Ÿ  É de notar que esses cânticos fúnebres são perpassados por vivo sentimento de arrependimento e de inabalável confiança em Deus. E isso é que dá valor permanente a esse pequeno livro.

 

Profeta Baruc

 

  Baruc, que significa Bento, foi companheiro e amanuense ou escriba de Jeremias (Jr 32, 12;
36, 26). Acompanhou Jeremias no Egito depois da queda da Cidade Santa (Jr 43, 6s).

  O livro atribuído a Baruc consta de cinco capítulos e de um apêndice dito “Carta de Jeremias”, que a Vulgata latina considera como o capítulo 6 do livro.

  Trata-se de uma coletânea de 3 partes, que supõem o povo de Judá exilado na Babilônia.

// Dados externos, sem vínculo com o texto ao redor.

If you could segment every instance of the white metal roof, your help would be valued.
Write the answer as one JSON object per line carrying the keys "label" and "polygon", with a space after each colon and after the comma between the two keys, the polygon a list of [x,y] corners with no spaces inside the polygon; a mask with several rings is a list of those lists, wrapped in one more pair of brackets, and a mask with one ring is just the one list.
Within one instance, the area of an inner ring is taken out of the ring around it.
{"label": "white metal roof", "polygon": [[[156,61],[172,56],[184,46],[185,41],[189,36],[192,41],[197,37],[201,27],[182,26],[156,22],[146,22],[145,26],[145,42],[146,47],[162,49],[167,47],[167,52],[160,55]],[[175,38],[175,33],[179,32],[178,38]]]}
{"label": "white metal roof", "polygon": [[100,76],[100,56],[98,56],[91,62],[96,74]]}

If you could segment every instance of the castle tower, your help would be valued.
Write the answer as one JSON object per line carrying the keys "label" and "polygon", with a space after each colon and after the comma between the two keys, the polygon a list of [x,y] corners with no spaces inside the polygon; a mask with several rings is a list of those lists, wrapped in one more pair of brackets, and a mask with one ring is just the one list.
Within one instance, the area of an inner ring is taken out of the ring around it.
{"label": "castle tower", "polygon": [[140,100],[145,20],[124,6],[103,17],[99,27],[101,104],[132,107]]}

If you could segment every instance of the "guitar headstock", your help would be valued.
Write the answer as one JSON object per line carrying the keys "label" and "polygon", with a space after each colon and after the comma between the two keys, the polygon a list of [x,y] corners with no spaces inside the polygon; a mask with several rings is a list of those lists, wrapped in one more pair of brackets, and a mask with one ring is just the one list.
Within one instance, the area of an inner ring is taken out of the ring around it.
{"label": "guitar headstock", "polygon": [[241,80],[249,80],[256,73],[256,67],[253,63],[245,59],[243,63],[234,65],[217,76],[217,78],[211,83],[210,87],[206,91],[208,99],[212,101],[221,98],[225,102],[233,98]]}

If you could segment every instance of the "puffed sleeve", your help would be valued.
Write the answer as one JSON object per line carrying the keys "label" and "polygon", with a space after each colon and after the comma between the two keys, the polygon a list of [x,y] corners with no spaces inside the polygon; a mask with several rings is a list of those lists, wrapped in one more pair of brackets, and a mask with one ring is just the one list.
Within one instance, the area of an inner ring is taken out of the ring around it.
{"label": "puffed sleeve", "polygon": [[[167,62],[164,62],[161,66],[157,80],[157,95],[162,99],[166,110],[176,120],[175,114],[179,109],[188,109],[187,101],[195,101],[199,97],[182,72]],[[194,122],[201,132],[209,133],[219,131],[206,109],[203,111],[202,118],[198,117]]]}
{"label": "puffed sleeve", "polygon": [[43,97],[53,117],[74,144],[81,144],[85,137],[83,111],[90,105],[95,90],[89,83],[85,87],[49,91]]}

  Após a introdução (Br 1, 1 – 4), que estabelece a comunhão entre os exilados e os habitantes de Jerusalém, segue cada uma onde:

  A primeira parte é uma oração de confissão dos pecados e de esperança dos exilados, que imploram a misericórdia divina
(Br 1, 15 – 3, 8).

  A segunda é um poema sapiencial, que identifica a sabedoria com a Lei de Deus e exorta Israel a voltar para a fonte da sua felicidade que é a observância da Torá (Br 3, 9 – 4, 4)

  Por fim, a terceira é outro poema, no qual Jerusalém personificada se dirige a seus filhos no exílio, exortando-os à coragem e à perseverança na fé; depois do quê o Profeta consola Jerusalém atribulada, recordando-lhe promessas messiânicas (4, 5 – 5, 9).

  O capítulo 6, ou epístola de Jeremias, encontra-se nos manuscritos gregos do Antigo Testamento logo depois de Lm, como um livro a parte. Já os textos latinos e sírios anexam a carta a Baruc.

  Ela parece ser uma exortação aos exilados para que não caiam na idolatria do ambiente babilônico em que se acham. Chama a atenção para a inércia dos ídolos, que não têm vida e são incapazes de ajudar. Observe os refrões:

  “Então não lhe tenhais temor” (vv. 15.22.28.64.68);

  “Como crer ou dizer que são deuses?” (vv. 39.44.49.56)

  “Quem não vê que não são deuses?” (vv. 51.63.68)

  O autor valeu-se de textos de Profetas anteriores como Isaías, Miquéias e outros. Mais diretamente ainda o autor se inspirou em Is 40 – 55 e Jr 10, 3 – 16. Além dessas fontes, o escritor tomou como base sua experiência própria (Br 6, 3 – 5. 8.10.12 – 14.19.29 – 42).

  Jeremias não é o autor dessa carta, como alguns estudiosos reconhecem. O título da carta (primeiro versículo) é acrescentado posteriormente e não faz parte do texto original. O texto deve-se a um anônimo, que pode ter escrito no fim do séc. IV a.C., quando a idolatria da Babilônia tomava novo surto.

  A finalidade é prevenir os judeus da diáspora, isto é, os judeus que estavam espalhados pelo mundo pagão e encorajá-los à fidelidade religiosa.